Selecting the proper breast implant size

Written by: Dr. Russel S. Palmer, M.D., P.A.

Many times patients come to see me requesting a specific implant size because they have seen a result they like on the internet, or they like the way their friend’s breasts look. While size shopping may be useful in purchasing clothing or shoes, coming into a plastic surgeon’s office with a specific size of breast implant in mind is not usually a good idea. There are many factors which are involved in selecting the proper implant for a patient.

One of the most important factors is the physical appearance of the patient. Larger patients usually need larger implants than smaller patients to achieve the same appearance. More petite women usually need smaller implants. Women with wider chests will also usually need larger implants. The surgeon must also take into account the height of the patient and the position of the breast on the chest. Some women have higher breasts than others, which can affect the size selection. Often times patients are asymmetric, and different sizes of implants can be used during surgery.

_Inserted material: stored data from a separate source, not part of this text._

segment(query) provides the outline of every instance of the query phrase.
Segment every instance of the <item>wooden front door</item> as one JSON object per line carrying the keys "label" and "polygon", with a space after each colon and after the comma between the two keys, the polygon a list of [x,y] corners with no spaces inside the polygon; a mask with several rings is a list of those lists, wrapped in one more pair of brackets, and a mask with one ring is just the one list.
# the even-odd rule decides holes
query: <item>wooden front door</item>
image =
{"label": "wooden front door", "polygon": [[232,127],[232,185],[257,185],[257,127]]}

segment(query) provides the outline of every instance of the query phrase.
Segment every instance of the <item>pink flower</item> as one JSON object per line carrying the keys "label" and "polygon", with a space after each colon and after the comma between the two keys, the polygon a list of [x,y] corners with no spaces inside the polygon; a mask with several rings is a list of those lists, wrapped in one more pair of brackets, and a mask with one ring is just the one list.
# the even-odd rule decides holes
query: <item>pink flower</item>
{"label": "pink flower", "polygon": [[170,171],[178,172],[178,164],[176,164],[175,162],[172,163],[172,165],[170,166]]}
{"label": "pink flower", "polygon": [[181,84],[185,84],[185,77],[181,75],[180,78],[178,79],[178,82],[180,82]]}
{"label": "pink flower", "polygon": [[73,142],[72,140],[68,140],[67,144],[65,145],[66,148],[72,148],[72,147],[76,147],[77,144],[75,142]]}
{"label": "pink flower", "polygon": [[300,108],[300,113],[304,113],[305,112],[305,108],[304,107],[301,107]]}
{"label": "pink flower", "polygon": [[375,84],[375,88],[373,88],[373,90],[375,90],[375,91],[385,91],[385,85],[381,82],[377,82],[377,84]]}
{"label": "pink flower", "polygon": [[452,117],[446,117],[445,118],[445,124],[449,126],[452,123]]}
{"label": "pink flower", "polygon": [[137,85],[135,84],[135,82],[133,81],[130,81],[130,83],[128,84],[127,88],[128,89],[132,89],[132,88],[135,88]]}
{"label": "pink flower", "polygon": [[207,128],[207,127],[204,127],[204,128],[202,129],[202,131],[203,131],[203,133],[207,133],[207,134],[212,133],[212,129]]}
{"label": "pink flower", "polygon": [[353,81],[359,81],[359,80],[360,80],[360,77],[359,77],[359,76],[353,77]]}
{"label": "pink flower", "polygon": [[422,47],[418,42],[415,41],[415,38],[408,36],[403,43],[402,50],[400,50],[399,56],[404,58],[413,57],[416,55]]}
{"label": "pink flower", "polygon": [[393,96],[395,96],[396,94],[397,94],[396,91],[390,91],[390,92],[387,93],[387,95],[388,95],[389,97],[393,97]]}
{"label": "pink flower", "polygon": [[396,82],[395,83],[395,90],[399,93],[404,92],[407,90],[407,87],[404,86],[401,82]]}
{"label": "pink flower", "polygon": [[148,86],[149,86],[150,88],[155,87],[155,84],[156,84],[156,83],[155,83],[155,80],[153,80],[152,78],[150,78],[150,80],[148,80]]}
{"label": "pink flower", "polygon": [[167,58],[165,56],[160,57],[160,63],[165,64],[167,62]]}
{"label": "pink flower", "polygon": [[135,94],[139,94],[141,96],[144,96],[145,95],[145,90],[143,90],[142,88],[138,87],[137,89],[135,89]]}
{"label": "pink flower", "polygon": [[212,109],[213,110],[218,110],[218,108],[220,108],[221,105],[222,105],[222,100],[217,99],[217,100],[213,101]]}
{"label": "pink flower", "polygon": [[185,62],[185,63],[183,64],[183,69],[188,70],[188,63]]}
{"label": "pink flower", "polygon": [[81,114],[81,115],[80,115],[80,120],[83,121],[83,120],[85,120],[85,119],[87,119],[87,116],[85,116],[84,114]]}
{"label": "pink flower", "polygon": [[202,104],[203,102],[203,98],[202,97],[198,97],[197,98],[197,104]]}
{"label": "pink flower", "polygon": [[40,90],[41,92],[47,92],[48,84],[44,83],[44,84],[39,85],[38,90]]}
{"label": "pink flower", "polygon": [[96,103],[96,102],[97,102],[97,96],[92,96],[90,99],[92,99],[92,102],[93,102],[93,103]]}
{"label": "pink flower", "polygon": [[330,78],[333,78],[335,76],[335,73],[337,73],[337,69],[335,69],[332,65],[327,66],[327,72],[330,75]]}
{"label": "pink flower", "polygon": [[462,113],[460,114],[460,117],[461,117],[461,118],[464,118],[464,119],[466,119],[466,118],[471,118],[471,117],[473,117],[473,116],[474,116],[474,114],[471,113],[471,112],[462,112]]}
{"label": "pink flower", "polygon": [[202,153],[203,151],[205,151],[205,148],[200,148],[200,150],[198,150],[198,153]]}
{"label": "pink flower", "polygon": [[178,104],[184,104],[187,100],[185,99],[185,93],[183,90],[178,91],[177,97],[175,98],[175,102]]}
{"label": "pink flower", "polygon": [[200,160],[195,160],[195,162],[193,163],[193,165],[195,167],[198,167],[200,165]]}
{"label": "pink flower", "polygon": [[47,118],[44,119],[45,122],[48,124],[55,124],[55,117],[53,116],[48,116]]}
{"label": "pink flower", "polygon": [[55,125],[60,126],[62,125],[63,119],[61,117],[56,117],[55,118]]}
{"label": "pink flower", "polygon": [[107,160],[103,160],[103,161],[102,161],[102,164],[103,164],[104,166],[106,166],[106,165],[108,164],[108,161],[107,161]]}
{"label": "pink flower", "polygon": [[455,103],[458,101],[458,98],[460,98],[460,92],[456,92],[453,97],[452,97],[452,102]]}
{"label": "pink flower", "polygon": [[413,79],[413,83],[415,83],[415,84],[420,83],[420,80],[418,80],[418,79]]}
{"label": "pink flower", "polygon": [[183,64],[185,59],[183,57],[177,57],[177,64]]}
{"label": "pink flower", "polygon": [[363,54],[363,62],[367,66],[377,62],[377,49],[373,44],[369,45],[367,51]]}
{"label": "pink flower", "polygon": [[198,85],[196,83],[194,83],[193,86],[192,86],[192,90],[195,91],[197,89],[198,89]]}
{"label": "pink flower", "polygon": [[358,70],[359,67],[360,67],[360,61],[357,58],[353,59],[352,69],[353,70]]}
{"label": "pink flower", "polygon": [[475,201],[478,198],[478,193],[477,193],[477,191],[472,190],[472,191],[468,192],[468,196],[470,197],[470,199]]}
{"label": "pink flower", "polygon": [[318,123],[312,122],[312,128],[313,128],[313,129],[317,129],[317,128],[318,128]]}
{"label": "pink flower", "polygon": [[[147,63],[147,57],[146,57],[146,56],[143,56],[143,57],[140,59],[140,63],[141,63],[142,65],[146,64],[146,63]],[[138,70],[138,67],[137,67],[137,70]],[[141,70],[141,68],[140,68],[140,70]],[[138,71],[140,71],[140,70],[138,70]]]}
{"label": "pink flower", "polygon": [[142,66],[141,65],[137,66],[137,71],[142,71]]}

Another factor to be considered is the preoperative status of the women’s breast. Implant size can be limited if there is a short distance from the bottom of the areola to the fold underneath the breast. Patients with bigger breasts preoperatively may need a smaller implant than those with less natural breast tissue. Patients have different amounts of elasticity of their skin, breast tissue, and muscles, and this influences implant size. This factor can only be accurately assessed during surgery, and can definitely change the size of implant.

There are many different shapes and styles of breast implants. From one leading implant company, implants come in moderate profile, moderate plus profile, high profile, and ultra high profile. There are several other leading implant companies, all with multiple profiles of implants. The same volume implant in a different profile can produce a very different appearance. Implants also come in round shapes and anatomic shapes. Some are textured, and some are smooth.

One practice I disapprove of is “trying on” an implant. Patients will come to my office after seeing another surgeon who places an implant in her bra to show her what size she will need. This is a highly inaccurate method of sizing, as it ignores all the factors I have already mentioned. Furthermore, if it becomes necessary to used a different implant size, the patient might be concerned.

In my opinion, there are two main factors in getting the look you want from a breast augmentation. One, clearly communicate to your prospective surgeon the look you are trying to achieve. If you want to be large and round, express that to your surgeon. If you want to be smaller, and someone is pushing you to be larger, select the size you want. Some patients are shy about stating their desires. Second, choose the right surgeon. Make sure he or she is carefully listening to you, has experience doing the operation, and has a great track record. You should leave your consultation with a good feeling about your surgeon, his staff, and their facility.